Yun expects rent prices to rise 5% in 2023, following a 7% increase in 2022. He predicts foreclosure rates will remain at historically low levels in 2023, comprising less than 1% of all mortgages.

Yun forecasts U.S. GDP will grow by 1.3%, roughly half the typical historical pace of 2.5%.

At the summit, NAR also released its Top 10 Real Estate Markets to Watch in 2023 and into the Future.” They were:

Atlanta-Sandy Springs-Marietta, GA
Raleigh, NC
Dallas-Fort Worth-Arlington, TX
Fayetteville-Springdale-Rogers, AR, MI
Greenville-Anderson-Mauldin, SC
Charleston-North Charleston, SC
Huntsville, AL
Jacksonville, FL
San Antonio-New Braunfels-TX
Knoxville, TN

“The demand for housing continues to outpace supply,” Yun said. “The economic conditions in place in the top 10 U.S. markets, all of which are located in the South, provide the support for home prices to climb by at least 5% in 2023.”

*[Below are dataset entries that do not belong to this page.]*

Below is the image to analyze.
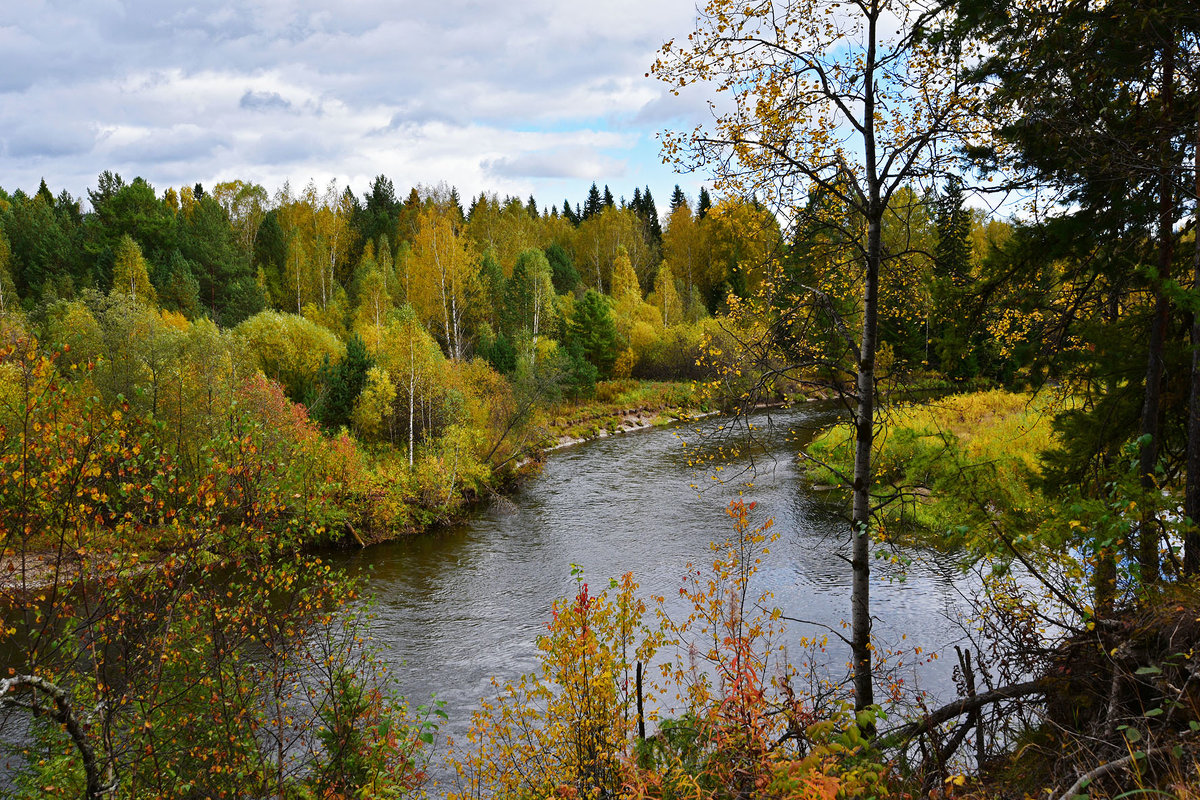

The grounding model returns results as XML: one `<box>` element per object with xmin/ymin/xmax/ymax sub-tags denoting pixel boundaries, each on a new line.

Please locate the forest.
<box><xmin>2</xmin><ymin>0</ymin><xmax>1200</xmax><ymax>797</ymax></box>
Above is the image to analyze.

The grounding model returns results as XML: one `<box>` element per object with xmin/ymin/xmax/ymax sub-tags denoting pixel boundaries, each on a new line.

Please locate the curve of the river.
<box><xmin>326</xmin><ymin>402</ymin><xmax>980</xmax><ymax>749</ymax></box>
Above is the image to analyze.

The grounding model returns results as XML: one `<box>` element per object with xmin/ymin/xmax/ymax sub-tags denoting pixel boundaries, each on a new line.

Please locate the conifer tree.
<box><xmin>562</xmin><ymin>199</ymin><xmax>580</xmax><ymax>226</ymax></box>
<box><xmin>315</xmin><ymin>333</ymin><xmax>372</xmax><ymax>430</ymax></box>
<box><xmin>569</xmin><ymin>289</ymin><xmax>619</xmax><ymax>379</ymax></box>
<box><xmin>641</xmin><ymin>187</ymin><xmax>663</xmax><ymax>246</ymax></box>
<box><xmin>546</xmin><ymin>244</ymin><xmax>581</xmax><ymax>294</ymax></box>
<box><xmin>583</xmin><ymin>183</ymin><xmax>603</xmax><ymax>221</ymax></box>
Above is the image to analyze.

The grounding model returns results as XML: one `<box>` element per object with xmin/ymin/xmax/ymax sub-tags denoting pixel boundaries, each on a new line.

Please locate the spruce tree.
<box><xmin>583</xmin><ymin>183</ymin><xmax>603</xmax><ymax>220</ymax></box>
<box><xmin>562</xmin><ymin>199</ymin><xmax>580</xmax><ymax>226</ymax></box>
<box><xmin>641</xmin><ymin>187</ymin><xmax>663</xmax><ymax>245</ymax></box>
<box><xmin>315</xmin><ymin>334</ymin><xmax>372</xmax><ymax>430</ymax></box>
<box><xmin>669</xmin><ymin>185</ymin><xmax>688</xmax><ymax>214</ymax></box>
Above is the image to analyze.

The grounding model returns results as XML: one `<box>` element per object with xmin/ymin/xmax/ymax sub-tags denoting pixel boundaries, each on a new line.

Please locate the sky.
<box><xmin>0</xmin><ymin>0</ymin><xmax>714</xmax><ymax>212</ymax></box>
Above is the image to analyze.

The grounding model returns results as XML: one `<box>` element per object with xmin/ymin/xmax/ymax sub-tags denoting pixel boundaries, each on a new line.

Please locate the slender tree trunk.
<box><xmin>409</xmin><ymin>334</ymin><xmax>416</xmax><ymax>468</ymax></box>
<box><xmin>851</xmin><ymin>0</ymin><xmax>881</xmax><ymax>719</ymax></box>
<box><xmin>1186</xmin><ymin>102</ymin><xmax>1200</xmax><ymax>576</ymax></box>
<box><xmin>1137</xmin><ymin>34</ymin><xmax>1175</xmax><ymax>584</ymax></box>
<box><xmin>450</xmin><ymin>282</ymin><xmax>461</xmax><ymax>360</ymax></box>
<box><xmin>295</xmin><ymin>253</ymin><xmax>302</xmax><ymax>315</ymax></box>
<box><xmin>432</xmin><ymin>228</ymin><xmax>455</xmax><ymax>358</ymax></box>
<box><xmin>852</xmin><ymin>214</ymin><xmax>881</xmax><ymax>715</ymax></box>
<box><xmin>1096</xmin><ymin>294</ymin><xmax>1121</xmax><ymax>611</ymax></box>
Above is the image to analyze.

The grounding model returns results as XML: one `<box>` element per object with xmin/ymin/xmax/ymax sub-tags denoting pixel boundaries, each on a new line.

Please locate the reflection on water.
<box><xmin>325</xmin><ymin>403</ymin><xmax>977</xmax><ymax>750</ymax></box>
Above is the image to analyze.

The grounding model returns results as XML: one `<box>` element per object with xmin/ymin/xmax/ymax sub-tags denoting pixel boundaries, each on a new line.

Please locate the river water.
<box><xmin>326</xmin><ymin>403</ymin><xmax>979</xmax><ymax>749</ymax></box>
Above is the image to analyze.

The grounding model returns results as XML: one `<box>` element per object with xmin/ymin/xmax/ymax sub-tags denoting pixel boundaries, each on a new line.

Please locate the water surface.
<box><xmin>327</xmin><ymin>404</ymin><xmax>977</xmax><ymax>742</ymax></box>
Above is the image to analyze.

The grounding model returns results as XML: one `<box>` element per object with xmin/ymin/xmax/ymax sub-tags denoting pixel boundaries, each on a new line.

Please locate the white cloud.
<box><xmin>0</xmin><ymin>1</ymin><xmax>711</xmax><ymax>207</ymax></box>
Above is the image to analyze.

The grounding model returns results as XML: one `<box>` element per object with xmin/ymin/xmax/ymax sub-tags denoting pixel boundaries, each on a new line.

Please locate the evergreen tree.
<box><xmin>641</xmin><ymin>187</ymin><xmax>663</xmax><ymax>246</ymax></box>
<box><xmin>697</xmin><ymin>187</ymin><xmax>712</xmax><ymax>220</ymax></box>
<box><xmin>448</xmin><ymin>187</ymin><xmax>465</xmax><ymax>223</ymax></box>
<box><xmin>357</xmin><ymin>175</ymin><xmax>400</xmax><ymax>252</ymax></box>
<box><xmin>526</xmin><ymin>195</ymin><xmax>539</xmax><ymax>218</ymax></box>
<box><xmin>602</xmin><ymin>185</ymin><xmax>615</xmax><ymax>208</ymax></box>
<box><xmin>85</xmin><ymin>176</ymin><xmax>177</xmax><ymax>283</ymax></box>
<box><xmin>159</xmin><ymin>251</ymin><xmax>202</xmax><ymax>319</ymax></box>
<box><xmin>35</xmin><ymin>179</ymin><xmax>54</xmax><ymax>206</ymax></box>
<box><xmin>928</xmin><ymin>178</ymin><xmax>976</xmax><ymax>373</ymax></box>
<box><xmin>315</xmin><ymin>333</ymin><xmax>372</xmax><ymax>430</ymax></box>
<box><xmin>562</xmin><ymin>199</ymin><xmax>580</xmax><ymax>226</ymax></box>
<box><xmin>3</xmin><ymin>186</ymin><xmax>85</xmax><ymax>297</ymax></box>
<box><xmin>545</xmin><ymin>243</ymin><xmax>581</xmax><ymax>294</ymax></box>
<box><xmin>952</xmin><ymin>0</ymin><xmax>1200</xmax><ymax>577</ymax></box>
<box><xmin>569</xmin><ymin>289</ymin><xmax>619</xmax><ymax>379</ymax></box>
<box><xmin>181</xmin><ymin>195</ymin><xmax>254</xmax><ymax>322</ymax></box>
<box><xmin>561</xmin><ymin>341</ymin><xmax>599</xmax><ymax>400</ymax></box>
<box><xmin>252</xmin><ymin>210</ymin><xmax>287</xmax><ymax>307</ymax></box>
<box><xmin>485</xmin><ymin>331</ymin><xmax>517</xmax><ymax>374</ymax></box>
<box><xmin>88</xmin><ymin>171</ymin><xmax>125</xmax><ymax>210</ymax></box>
<box><xmin>669</xmin><ymin>185</ymin><xmax>688</xmax><ymax>214</ymax></box>
<box><xmin>583</xmin><ymin>183</ymin><xmax>603</xmax><ymax>220</ymax></box>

NAR selected the top 10 real estate markets to watch in 2023 based on how they compared to the national average on the following economic indicators: 1) better housing affordability; 2) greater numbers of renters who can afford to buy a median-priced home; 3) stronger job growth; 4) faster growth of information industry jobs; 5) higher shares of the information industry in the respective local GDPs; 6) migration gains; 7) shares of workers teleworking; 8) faster population growth; 9) faster growth of active housing inventory; and 10) smaller housing shortages.